Nannies provide childcare in your own home and are a popular choice for many families. They can look after children of any age and should provide plenty of fun and learning opportunities in a safe environment. Nannies can often work flexible hours and can be a suitable option if you work at times when other forms of childcare are not available.

Why Do You Need A Nanny?
Before you start looking for a nanny, it’s a good idea to decide exactly what you need them to do.

So you will need to work out:

  • What duties you wish the nanny to perform
  • What hours you will need the nanny to work
  • Whether you want a live-in or daily nanny
  • Whether your nanny may be able to care for any child of their own at your house while looking after your children
  • Whether you have any special requirements, such as them being a non-smoker, or needing to speak a different language
  • Whether your nanny should like pets, be a driver, own a car, or have experience of children with special needs
  • Payment details – how you would like to pay them, and how you will reimburse them for money they
    spend on the children
  • Terms and conditions of employment

Finding A Nanny
Finding the right person does take time, so do try to begin your search at least twelve weeks before you need your nanny to start work. The safest way to find a trustworthy nanny is by contacting a nanny recruitment agency. There are a wide range of agencies, some dealing with particular needs
including sharing a nanny with another family. Many agencies advertise in magazines and local newspapers. For a fee, an agency will match your requirements with those of suitable candidates who you will then interview.  Even though a good agency should have carefully vetted nannies on their books, you should still ask the agency to tell you precisely what checks they have undertaken.

Ofsted Childcare Register (vOCR)
The voluntary part of the Ofsted Childcare Register (vOCR) was introduced in April 2007 and you may prefer to use nannies on this register as you will know that they have met specific requirements.
Nannies registered on the vOCR will have undergone an enhanced Criminal Records Bureau (CRB) check and have met other requirements such as holding an appropriate first aid qualification and have training in the common core skills. They will also hold a Public Liability Insurance certificate.

Care registered with Ofsted is eligible for the childcare element of working tax credit – parents should
check their eligibility with HMRC before making their arrangements. If you decide not to go through an
agency, there are other ways to find a trustworthy nanny.

You Can Place An Advert In:

  • A magazine
  • Your local newspaper
  • Notice boards where nannies might look for jobs, like primary schools, your local newsagents, or drop-in centres for mothers and children.

Your advert needs to detail hours, duties, ages of children (for safety reasons - not their names) and the area where you live (not your actual address). It should also ask respondents to send details of their age, experience, qualifications, employment history and a covering letter explaining why the nanny would like to apply for this particular post.

What Should I Look For In A Potential Nanny?
Draw up a list of attributes to look out for.
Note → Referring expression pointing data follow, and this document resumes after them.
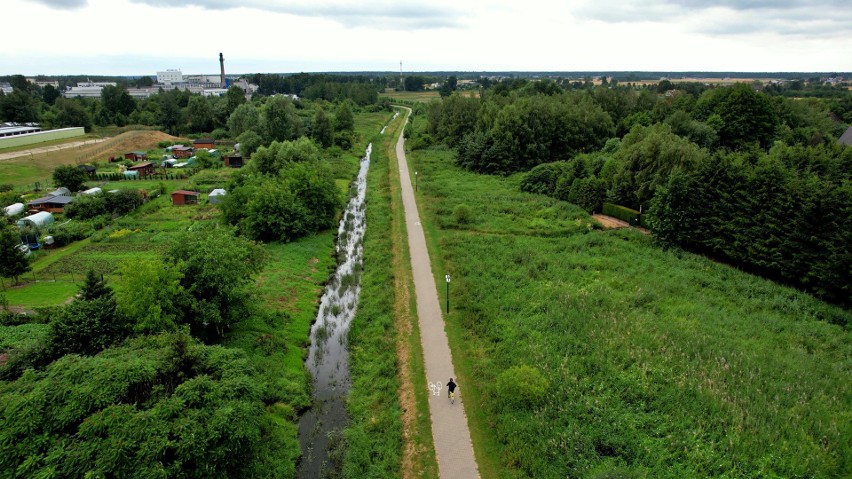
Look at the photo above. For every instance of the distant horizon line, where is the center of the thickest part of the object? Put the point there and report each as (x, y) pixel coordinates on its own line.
(546, 72)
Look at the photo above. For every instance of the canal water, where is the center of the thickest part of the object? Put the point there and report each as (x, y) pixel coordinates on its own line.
(321, 427)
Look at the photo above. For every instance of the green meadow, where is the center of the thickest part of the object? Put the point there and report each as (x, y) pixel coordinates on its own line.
(654, 363)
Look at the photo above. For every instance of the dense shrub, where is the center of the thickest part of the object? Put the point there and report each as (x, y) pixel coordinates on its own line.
(520, 387)
(186, 409)
(302, 200)
(462, 214)
(542, 178)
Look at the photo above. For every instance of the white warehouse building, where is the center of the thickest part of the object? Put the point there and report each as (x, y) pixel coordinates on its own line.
(170, 76)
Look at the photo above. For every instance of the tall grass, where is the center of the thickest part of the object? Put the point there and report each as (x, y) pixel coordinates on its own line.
(659, 363)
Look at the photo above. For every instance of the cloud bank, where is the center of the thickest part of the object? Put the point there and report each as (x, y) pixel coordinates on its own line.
(63, 4)
(813, 18)
(383, 15)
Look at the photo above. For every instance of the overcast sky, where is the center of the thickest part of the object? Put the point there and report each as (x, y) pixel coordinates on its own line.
(136, 37)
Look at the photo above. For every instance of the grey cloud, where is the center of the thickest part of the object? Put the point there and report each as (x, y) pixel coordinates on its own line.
(381, 14)
(786, 17)
(64, 4)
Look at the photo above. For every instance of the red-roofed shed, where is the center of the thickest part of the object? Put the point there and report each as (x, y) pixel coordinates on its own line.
(183, 197)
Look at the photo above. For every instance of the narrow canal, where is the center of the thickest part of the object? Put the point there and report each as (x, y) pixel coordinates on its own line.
(321, 427)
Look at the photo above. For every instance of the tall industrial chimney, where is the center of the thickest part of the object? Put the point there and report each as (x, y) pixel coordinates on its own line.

These could include:

  • Skills and knowledge – Childcare and child development qualifications - Ability to plan and arrange safe, fun learning opportunities – Nutrition: planning and preparing healthy meals and snacks - First aid training
  • Driving experience if required -Organisational skills
  • Attitudes - Interest in children as individuals – Confidence - Resourceful personality
  • Experience - Experience of working with children (ages and settings)

What Should I Discuss With My Potential Nanny?

  • The wage or salary (with details about tax and National Insurance arrangements)
  • How payment will be made, monthly or weekly, by cheque or directly into a bank account, etc.
  • The hours and duties of the job
  • When you would want her/him to start
  • Holiday entitlements and whether she/he would be willing to take them at certain times, e.g. to fit with school terms or your annual leave
  • Length of probationary period
  • Positive discipline strategies – a trained childcare worker would never use physical punishment as a form of discipline
  • Child safety: in the home (including dealing with pets); when using public transport; and where appropriate when using the car (seat belts, car’s capacity, etc)

What Do Your Children Think?
It’s important to let your children meet the potential nanny – you need not tell them this might be their nanny when they’re introduced. Watch her or him with your child. It may be a good sign if he or she pays more attention to them than to you. How did your child respond?

Making sure your child is safe, well cared for and happy is one of the most vital concerns for any parent. Employing a nanny is an important responsibility. There are no legal requirements on a person applying to work as a nanny. So it is up to you, as parent and employer, to make sure that you are employing a nanny who will look after your children well.